William A. Scott, early 1920s
St Michael's Church
St Michael's was built in the early 1920s to a design by William A. Scott, one of the more interesting Irish architects of his generation and the man who designed St Patrick's Basilica on Lough Derg. Work was completed under the supervision of R.M. Butler of University College Dublin. It is a freestanding cruciform church in the Early English Gothic style - a six-bay nave with transepts north and south, a two-bay chancel to the east, and a three-stage belfry at the centre. The walls are snecked rock-faced limestone with rusticated quoins; inside there are limestone pillars, pointed arches, an open timber-truss ceiling, a gallery and stained glass. The national survey calls the belfry, the buttresses and the masonry the work of skilled craftsmen, and it is right. For a parish of a couple of hundred souls it is a remarkably ambitious piece of building.
A site used since around 1800
The older church and graveyard
The church does not stand on new ground. The site contains the remnants of an earlier graveyard and an earlier Catholic chapel dating to around 1800, the older cemetery wrapped around where the previous church stood. A newer cemetery opened on the site in 1963. Worship has gone on in this one spot for well over two centuries, which is the real continuity here - the present church is just the third act.
County training base, opened 2008
Monaghan's Centre of Excellence at Cloghan
In the townland of Cloghan, just off the N2 between Castleblayney and Clontibret, sits the Monaghan GAA Centre of Excellence - the county board's training and development base. It opened in 2008 with five floodlit pitches, was extended in 2013 with more dressing rooms, meeting rooms and offices, and carries the Entekra naming rights. Every code uses it: men's and ladies' football, hurling, camogie, rounders. It is not a tourist site, but it is the engine room of Monaghan football, and for a small Ulster county that has spent the last decade competing well above its size, that is no small thing.
War of Independence
The ambush of May 1921
This was active ground during the War of Independence. The local IRA company belonged to the 2nd Monaghan Brigade of the 5th Northern Division. On 25 May 1921 a member of the Black and Tans was wounded in an ambush near here in which the unit seized a number of weapons.
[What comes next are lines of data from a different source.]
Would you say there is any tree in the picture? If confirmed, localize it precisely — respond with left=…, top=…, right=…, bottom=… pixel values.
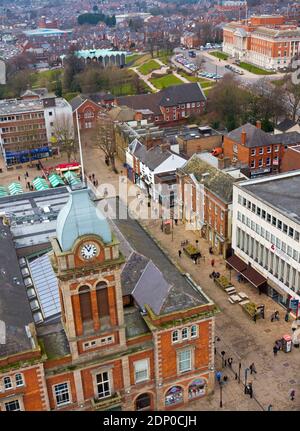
left=284, top=76, right=300, bottom=121
left=207, top=74, right=250, bottom=130
left=96, top=114, right=116, bottom=172
left=53, top=115, right=77, bottom=162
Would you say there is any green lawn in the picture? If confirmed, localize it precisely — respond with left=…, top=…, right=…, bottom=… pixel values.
left=179, top=71, right=215, bottom=88
left=150, top=74, right=183, bottom=90
left=126, top=54, right=141, bottom=64
left=139, top=60, right=161, bottom=75
left=238, top=61, right=274, bottom=75
left=210, top=51, right=229, bottom=60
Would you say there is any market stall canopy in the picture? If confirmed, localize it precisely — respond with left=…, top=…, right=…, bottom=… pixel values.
left=48, top=174, right=65, bottom=187
left=242, top=266, right=267, bottom=287
left=64, top=171, right=81, bottom=186
left=0, top=186, right=9, bottom=197
left=8, top=183, right=23, bottom=195
left=226, top=255, right=248, bottom=272
left=32, top=177, right=49, bottom=191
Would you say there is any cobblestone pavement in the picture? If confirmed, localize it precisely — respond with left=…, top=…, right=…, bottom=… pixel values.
left=0, top=140, right=300, bottom=410
left=80, top=143, right=300, bottom=410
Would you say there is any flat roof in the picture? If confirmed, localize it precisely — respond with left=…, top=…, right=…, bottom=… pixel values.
left=0, top=219, right=33, bottom=357
left=240, top=170, right=300, bottom=223
left=0, top=187, right=69, bottom=249
left=113, top=197, right=209, bottom=313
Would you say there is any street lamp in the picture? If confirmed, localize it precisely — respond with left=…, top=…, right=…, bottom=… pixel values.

The border country of south Monaghan saw a good deal of this in 1920 and 1921 - quiet drumlin lanes that were anything but quiet at the time.
Ringforts, lime kilns, a megalith
Older still
People were here long before the parish. The townlands of Annyalla and Cloghan hold the remains of ringforts, lime kilns and at least one megalithic monument - the usual quiet archaeology of the Monaghan drumlins, mostly grass-covered banks and lumps in fields that you would walk past without a second look. Nothing is signposted or set up for visitors, but it is there in the landscape if you know to read it.